The announcement and theme of "keeping families safe" is a pillar of Mr Morrison's prime ministership, with a focus on trying to ensure that children born today grow up escaping the insidious crime.
Under the Fourth Action Plan, new emergency accommodation will be built, schools will be targeted to teach kids about healthy relationships and specialised family violence services will be delivered.
A university module will also be developed to enable health workers to recognise and respond to domestic violence, and almost $11 million will be spent to ensure the family court system shares information with child protection and other agencies to respond to women at risk.
The pre-Budget announcement includes $82 million to improve frontline services, $78 million to build or expand safe places, $68 million for prevention strategies, $64 million for a help line and $35 million specifically for indigenous Australians.
Included in the record-funding is almost $3 million for Respect Matters resources to be delivered in schools by ambassadors.
It aims to teach kids how to have positive and healthy relationships, but is focused on stopping perpetrators and victims at a young age.
Almost $17 million will be spent on an education awareness campaign for adults that will reinforce the message that domestic violence is a crime, and unacceptable.
And in a significant shift in attitudes within the legal system, which often works in silos, police will represent the Commonwealth in the Family Court to ensure those at risk of domestic violence are identified and given the help they need sooner.
It will doubledown, with a move to strengthen information sharing between the family law system and child protection and other agencies.
Under the wide-ranging package, $7.5 million Recognise, Respond, Refer program will be trialled in five primary health network regions to develop better pathways for victims to get help.
And when women do have the courage and means to escape, they will be siphoned into new emergency accommodation. There will also be a further $18 million to continue a safety program that allows women to stay in their own home if that is their preference.
However, the "game-changer" is Australia's first prevention hub, which will strategically co-ordinate with experts to identify a way to stop domestic violence and measure and report on the crime.
Queensland was left reeling after a spate of horrific domestic violence attacks against women in 2015 and launched the #StandupQld campaign.
However, the scars of previous victims and continued attacks continued to rock the state.
Townsville and Mt Isa are Queensland's domestic violence hot spots.
The latest Queensland police statistics reveal there were 26,343 breaches of domestic violence orders in 2017-18.
Mr Morrison said his Government's first priority was to keep Australians safe.
"To hear the accounts of survivors and see the statistics, it's just not good enough,'' Mr Morrison said.
"To stop violence against women, we need to counter the culture of disrespect towards women.
"A culture of disrespect towards women is a precursor to violence, and anyone who doesn't see that is kidding themselves."
He said a heavy investment in prevention was needed so it could stop violence before it began.
"This is about changing attitudes to violence, and helping those who think violence is an option, to stop.
"We will also develop Australia's first national prevention strategy to stop domestic and family violence and sexual assault, and continue our work to change the attitudes and beliefs that can lead to violence."

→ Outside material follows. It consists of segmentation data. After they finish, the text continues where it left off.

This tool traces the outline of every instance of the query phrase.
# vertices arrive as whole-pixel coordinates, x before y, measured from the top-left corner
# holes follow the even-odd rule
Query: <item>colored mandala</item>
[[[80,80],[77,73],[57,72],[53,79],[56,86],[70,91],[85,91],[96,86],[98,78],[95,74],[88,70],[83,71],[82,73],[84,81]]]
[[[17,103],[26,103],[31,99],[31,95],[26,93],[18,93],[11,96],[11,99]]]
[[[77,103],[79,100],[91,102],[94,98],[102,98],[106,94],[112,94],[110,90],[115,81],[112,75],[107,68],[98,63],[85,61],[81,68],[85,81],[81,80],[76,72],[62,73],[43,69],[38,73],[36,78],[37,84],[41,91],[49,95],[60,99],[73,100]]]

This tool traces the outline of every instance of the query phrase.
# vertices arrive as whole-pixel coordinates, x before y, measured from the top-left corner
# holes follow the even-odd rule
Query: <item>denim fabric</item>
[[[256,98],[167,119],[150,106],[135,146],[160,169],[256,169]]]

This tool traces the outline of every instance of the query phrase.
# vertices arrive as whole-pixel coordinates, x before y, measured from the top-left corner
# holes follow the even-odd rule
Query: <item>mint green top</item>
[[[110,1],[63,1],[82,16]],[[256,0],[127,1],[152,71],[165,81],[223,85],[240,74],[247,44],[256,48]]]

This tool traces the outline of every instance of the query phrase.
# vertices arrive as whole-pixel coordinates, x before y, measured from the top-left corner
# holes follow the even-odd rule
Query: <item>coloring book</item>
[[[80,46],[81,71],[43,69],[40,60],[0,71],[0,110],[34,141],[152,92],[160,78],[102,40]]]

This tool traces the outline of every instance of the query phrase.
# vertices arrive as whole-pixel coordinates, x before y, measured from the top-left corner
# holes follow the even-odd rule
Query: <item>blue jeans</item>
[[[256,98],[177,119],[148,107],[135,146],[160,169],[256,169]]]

Families Minister Paul Fletcher said the package also focused on those more likely to face domestic violence - indigenous Australians and those with a disability.
"We will act against the different forms abuse can take, including preventing financial abuse and technology-facilitated abuse, and we have included specific measures targeted to address the risks faced by women with intellectual disability and Aboriginal and Torres Strait Islander women," Mr Fletcher said.